Trying to get the most from the available disc space, I have tried upping the maximum and average bitrates, and lowering the minimum bitrates (9000, 7000, and 1000 kbits/s, respectively) for the 2-pass render. At this point, I started noticing severe motion problems during playback (especially on the set-top DVD players I use for testing). The motion problems are of the sort that appeared when I first used TMPGEnc but had the field order wrong (Field order A- top field first), resulting in severe jittering during any movement on the video.
I've saved TMPGEnc profiles for each of the settings I've tried so far. I also have checked and double checked the settings for the interlaced, field order, etc., and so far everything appears consistent with what I was originally using. I have tried going back to the original 2-pass settings, and still get the same problems. I'm contemplating trying the single pass again (though the results are still too large for anything but a basic disc) to try to see if the problem goes away again.
The only thing I can come up with is that I had installed the Canopus DV Converter / codec, as well as the Panasonic DV codec, in an attempt to see if the output using those resulted in better overall color output in the renders (I've heard that the standard MS codec does nothing to compensate for the NTSC DV 4:1:1 color issue, causing contrast to be a bit strong on certain colors). Since this problem started I've uninstalled both, but so far I haven't figured out why my output still appears wrong.
Q1: Do any of you here have any ideas where I should look, short of a complete format / rebuild of the PC again (just did this last week, thanks to new hardware)?
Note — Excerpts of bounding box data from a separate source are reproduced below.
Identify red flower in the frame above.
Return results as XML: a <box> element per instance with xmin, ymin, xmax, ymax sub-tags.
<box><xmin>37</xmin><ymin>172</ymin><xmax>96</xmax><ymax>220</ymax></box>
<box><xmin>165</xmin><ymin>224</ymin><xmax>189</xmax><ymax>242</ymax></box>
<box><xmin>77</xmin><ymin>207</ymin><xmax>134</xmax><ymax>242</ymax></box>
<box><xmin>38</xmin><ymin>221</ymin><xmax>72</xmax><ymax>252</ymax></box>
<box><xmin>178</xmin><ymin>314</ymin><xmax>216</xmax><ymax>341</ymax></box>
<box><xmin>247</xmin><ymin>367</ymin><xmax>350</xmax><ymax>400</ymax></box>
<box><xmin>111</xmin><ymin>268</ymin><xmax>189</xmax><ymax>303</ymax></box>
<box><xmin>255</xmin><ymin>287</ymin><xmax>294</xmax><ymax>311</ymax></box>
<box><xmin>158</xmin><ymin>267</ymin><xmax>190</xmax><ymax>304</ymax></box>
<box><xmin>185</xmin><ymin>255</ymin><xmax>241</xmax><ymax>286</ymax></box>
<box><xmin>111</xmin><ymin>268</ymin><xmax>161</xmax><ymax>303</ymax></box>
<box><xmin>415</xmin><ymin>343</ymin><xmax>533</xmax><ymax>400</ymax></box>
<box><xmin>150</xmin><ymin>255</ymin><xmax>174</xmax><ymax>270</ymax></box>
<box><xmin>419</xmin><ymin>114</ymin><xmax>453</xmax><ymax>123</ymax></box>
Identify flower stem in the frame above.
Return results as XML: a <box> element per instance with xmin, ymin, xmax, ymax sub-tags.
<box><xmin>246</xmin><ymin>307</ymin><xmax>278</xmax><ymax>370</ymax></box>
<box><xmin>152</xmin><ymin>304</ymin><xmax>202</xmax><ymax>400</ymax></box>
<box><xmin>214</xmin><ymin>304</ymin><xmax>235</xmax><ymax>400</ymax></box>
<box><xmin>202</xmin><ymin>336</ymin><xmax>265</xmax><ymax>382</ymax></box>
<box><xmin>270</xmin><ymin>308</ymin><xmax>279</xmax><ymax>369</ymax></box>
Q2: I haven't found a way to pick the DV codec I wish TMPGEnc to use for reading the AVI file. Maybe I'm missing a setting / menu somewhere and it should be obvious, but how do I specify which of the available DV codecs should be used before performing the MPEG-2 encode in this program (hint: I'd like to be able to complete this first project, and still be able to play around with the various codecs until I decide what I like best, for use in the future)?
Thanks
Edit: Update- After uninstalling and reinstalling several applications last evening, then repeating the encoding process, my MPEG-2 files are properly interlaced once more (using 1 pass, and both the 2000/8000/6000 and 500/9500/7000 kbit/s 2 pass bitrate settings). I'm not sure what caused the problems I was having, but so long as it works, I'll go with it (knocks on wood).